Le Parquet de Port-au-Prince fait appel tardivement de l’ordonnance rendue dans l’affaire du trafic d’armes et de munitions impliquant l’Eglise Episcopale d’Haïti…

Des armes saisies dans un container dedouane...

PORT-AU-PRINCE, jeudi 12 octobre 2023– Le commissaire du gouvernement de Port-au-Prince, Me Jean Elder Guillaume a interjeté appel de l’ordonnance rendue par le juge d’instruction Martel Jean-Claude dans le cadre du dossier de trafic illicite d’armes à feu et de munitions impliquant l’Eglise Episcopale d’Haïti (EEH).

L’ordonnance a envoyé hors des liens de l’inculpation tous les prêtres et employés de, aucune charge n’étant retenue contre eux.

Elle a également révélé que la franchise de l’Église Épiscopale d’Haïti a été falsifiée par des fonctionnaires de l’État en poste au Ministère de l’Économie et des Finances agissant de concert avec un réseaux de faussaires qui, eux, sont renvoyés par devant le tribunal siégeant avec assistance de jury pour y être jugés.

Cependant, l’appel du commissaire du gouvernement semble avoir peu de chance d’aboutir compte tenu de certaines irrégularités relevées dans cette démarche.

Contacté par RHINEWS à ce sujet, l’un des avocats de l’EEH, Me Samuel Madistin a confié que le délai légal imparti au commissaire du gouvernement pour interjeter appel d’une ordonnance du juge d’instruction est d’un (1) jour franc (3 jours ordinaires) à partir de la date de réception du dossier du greffier du juge d’instruction.

A l’expiration de ce délai on a constaté dans le registre destiné à la réception de déclaration d’appel des ordonnances que le parquet n’a pas interjeté appel.
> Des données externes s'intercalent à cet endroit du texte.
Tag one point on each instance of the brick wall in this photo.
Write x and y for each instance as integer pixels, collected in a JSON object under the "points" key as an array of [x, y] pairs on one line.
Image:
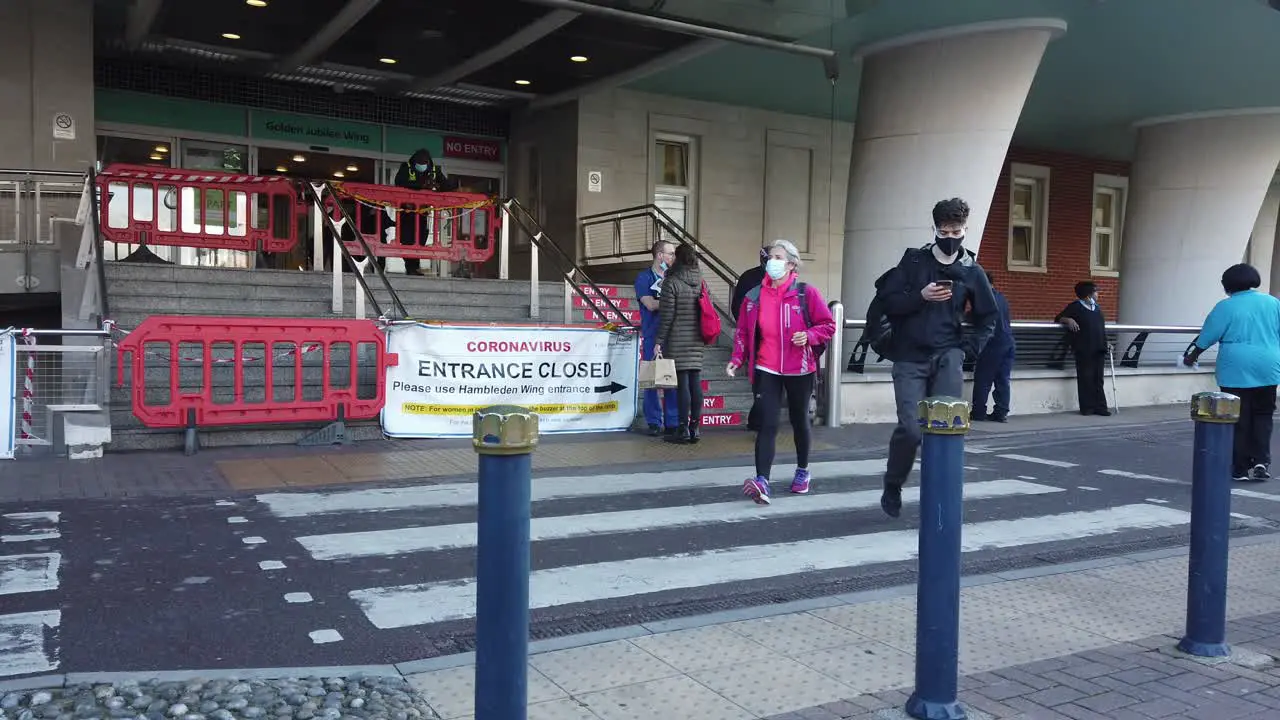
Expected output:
{"points": [[1038, 296]]}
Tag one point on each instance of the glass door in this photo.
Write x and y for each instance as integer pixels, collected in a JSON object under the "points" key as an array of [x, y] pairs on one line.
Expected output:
{"points": [[216, 210]]}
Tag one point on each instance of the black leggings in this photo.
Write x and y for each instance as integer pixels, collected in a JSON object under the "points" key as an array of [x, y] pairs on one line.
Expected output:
{"points": [[689, 397], [768, 400]]}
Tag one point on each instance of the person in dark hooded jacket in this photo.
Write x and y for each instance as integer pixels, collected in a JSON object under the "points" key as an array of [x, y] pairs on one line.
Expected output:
{"points": [[680, 338], [419, 172]]}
On a demandé au greffier un certificat attestant qu’il n’y a pas d’appel du parquet. Le greffier a donné rendez-vous aux avocats pour venir prendre le certificat, ont souligné Madistin et un autre membre du conseil de la défense de l’EEH, qui a requis l’anonymat.
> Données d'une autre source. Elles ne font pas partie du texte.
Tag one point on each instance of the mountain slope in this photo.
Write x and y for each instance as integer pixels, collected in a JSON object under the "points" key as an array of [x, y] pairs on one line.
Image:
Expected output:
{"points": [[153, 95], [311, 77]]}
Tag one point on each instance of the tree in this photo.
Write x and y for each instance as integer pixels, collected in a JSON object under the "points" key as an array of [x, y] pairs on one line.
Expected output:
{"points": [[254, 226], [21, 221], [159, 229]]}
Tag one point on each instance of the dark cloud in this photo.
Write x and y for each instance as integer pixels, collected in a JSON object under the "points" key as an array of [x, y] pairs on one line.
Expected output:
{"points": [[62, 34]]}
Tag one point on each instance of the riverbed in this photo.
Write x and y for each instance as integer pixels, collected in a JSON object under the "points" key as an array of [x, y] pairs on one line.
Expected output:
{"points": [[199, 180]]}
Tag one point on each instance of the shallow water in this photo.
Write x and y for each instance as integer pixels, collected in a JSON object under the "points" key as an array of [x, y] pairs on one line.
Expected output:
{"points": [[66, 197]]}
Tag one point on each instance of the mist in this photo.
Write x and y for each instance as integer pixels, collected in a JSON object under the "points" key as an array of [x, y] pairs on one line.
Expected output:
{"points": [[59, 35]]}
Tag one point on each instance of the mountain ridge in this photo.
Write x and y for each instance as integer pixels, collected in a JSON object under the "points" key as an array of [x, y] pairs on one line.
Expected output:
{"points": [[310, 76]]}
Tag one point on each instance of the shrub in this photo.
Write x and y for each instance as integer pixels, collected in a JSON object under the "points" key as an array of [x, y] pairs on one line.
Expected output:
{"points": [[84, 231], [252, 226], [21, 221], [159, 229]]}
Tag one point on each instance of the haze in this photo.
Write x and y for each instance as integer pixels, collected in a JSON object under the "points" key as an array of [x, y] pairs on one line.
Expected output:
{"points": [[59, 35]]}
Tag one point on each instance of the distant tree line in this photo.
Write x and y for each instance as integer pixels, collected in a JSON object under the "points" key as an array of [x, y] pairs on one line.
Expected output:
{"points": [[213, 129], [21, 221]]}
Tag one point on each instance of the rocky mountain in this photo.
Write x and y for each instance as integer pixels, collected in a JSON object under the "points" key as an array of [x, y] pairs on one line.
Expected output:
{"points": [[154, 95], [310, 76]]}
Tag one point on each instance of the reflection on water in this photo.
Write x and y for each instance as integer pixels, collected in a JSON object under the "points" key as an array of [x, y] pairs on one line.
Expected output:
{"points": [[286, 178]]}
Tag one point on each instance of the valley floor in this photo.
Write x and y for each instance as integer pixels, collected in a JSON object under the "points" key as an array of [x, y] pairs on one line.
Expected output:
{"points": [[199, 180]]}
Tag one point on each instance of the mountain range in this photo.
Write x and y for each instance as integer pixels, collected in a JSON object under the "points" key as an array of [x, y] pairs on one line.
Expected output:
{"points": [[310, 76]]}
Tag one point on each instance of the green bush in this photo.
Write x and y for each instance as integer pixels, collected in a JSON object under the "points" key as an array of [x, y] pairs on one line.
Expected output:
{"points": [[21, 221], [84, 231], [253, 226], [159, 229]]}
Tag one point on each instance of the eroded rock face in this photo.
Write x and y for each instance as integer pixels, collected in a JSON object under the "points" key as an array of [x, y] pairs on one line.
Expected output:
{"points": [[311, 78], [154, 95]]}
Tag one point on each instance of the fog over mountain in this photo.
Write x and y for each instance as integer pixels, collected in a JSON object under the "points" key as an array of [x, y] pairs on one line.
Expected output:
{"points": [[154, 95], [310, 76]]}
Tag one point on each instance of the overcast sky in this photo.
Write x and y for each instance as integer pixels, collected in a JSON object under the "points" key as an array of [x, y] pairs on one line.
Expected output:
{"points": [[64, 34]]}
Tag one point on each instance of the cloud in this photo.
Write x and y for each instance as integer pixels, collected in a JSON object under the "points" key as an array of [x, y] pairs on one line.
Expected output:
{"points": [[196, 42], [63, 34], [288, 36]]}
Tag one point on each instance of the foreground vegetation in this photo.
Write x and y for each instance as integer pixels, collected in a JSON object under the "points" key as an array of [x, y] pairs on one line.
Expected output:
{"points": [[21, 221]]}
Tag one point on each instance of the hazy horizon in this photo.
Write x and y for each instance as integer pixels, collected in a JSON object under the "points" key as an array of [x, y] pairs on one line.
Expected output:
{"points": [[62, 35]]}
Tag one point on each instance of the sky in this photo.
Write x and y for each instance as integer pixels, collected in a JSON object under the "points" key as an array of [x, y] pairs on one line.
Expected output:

Le délai dont disposait le commissaire était épuisé le 4 octobre dernier, l’ordonnance lui ayant été communiqué formellement le 2 octobre 2023.

Selon le constat requis par les avocats de la défense, ‘‘jusqu’au mercredi 11 octobre il n’y a toujours pas eu d’appel dans le registre destiné à recevoir les déclarations d’appel et le greffier a dit qu’il y a une déclaration d’appel qui est faite mais dans le registre destiné aux formalités pour la prestation de serment.’’

‘‘Faite dans la précipitation et apparemment sous pression, la déclaration d’appel du parquet a été reçue sur une mauvaise forme, ce qui, légalement devrait contribuer à la rendre invalide et irrecevable’’, selon l’autre source.

« Comme il est difficile d’antidater une déclaration dans le registre de déclarations d’appel parce qu’on reçoit tellement de déclarations régulièrement, il est plus facile d’antidater une déclaration dans le registre de prestation de serment puisque ce registre est utilisé occasionnellement », a déclaré Me Madistin.

‘‘Pourquoi tout ça ? S’interroge l’avocat, précisant que le délai du commissaire du gouvernement pour interjeter appel étant très court. Ce délai est probablement épuisé quand le commissaire a reçu les instructions de son gouvernement pour interjeter appel dans le but de ne pas libérer les détenus’’, a-t-il ajouté.

Cependant, l’homme de loi souligne que ‘‘même si l’appel est irrégulier, c’est aux juges de la cour d’appel de le déclarer irrecevable. Les gens vont rester en prison en attendant l’arrêt de la Cour d’appel.  Les inculpés vont rester plus longtemps’ en prison par décision du gouvernement à travers son commissaire du gouvernement en violation de la loi’’, a déploré Me Madistin.

Il a fait remarquer que même dans la déclaration du greffier par devant le juge de paix qui a constaté qu’il n’y a pas d’appel, déclaration faite en présence du doyen du tribunal il a dit que le commissaire s’était pressé devant lui le mercredi 3 octobre pour faire sa déclaration d’appel. Or, mercredi était 4 octobre, date a laquelle le délai légal était complètement épuisé, a-t-il insisté.

« Tout ceci démontre les manipulations du pouvoir politique dans le cadre de ce dossier alors que ce sont des fonctionnaires de l’Etat du ministère de l’économie et des finances qui ont falsifié les documents de l’église pour monter ce dossier d’après ce que l’instruction a révélé », a déclaré Samuel Madistin.